1960年 24歳 日本橋の中華料理屋を購入。
フランス料理屋「モンレーブ」とする。
富本寛一と出会う。
 
1961年 25歳 富本寛一と交際。  
1962年春-秋? 25歳 富本寛一と結婚。 日本橋にビルを建てようと計画。
結婚して一月後には神宮前のアパートに住む。
1963年春-夏? 26歳 田園調布の富本家を新築。
日本橋にビルを建てる。
「富小路」の性を使い始める。
1963年秋-冬? 27歳 大内三郎と再会する。
ビル内の宝石店に引き抜く。
宝石屋を辞めて約十年後のこと。
林梨江にも声をかける。
1964年? 28歳頃? 富本寛一と離婚。 富本宮子・寛一親子は神田のアパートへ出る。

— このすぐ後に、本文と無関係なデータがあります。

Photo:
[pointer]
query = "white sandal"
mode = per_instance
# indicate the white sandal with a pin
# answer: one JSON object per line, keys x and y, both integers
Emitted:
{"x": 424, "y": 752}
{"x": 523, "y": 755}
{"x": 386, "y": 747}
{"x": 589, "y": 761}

1965年 29歳頃? 長男義彦、次男義輝を田園調布に引取る。  
36歳頃? 尾藤家跡地にドリーム・ハイツが建つ。 土地は沢山不動産が買う。
38歳頃? 丸井牧子を訪問。バラの造花をプレゼント。  
1977年10月 40歳 早川松夫と再会する。  
1977年10月7日
(金曜日)
40歳 早川松夫と電話。食事の約束をする。  
1977年10月8日
(土曜日)
41歳 死亡。 二時以前の出来事。
夕刊に「虚飾の女王、謎の死」。
昼なのにイヴニング・ドレスを着ていた。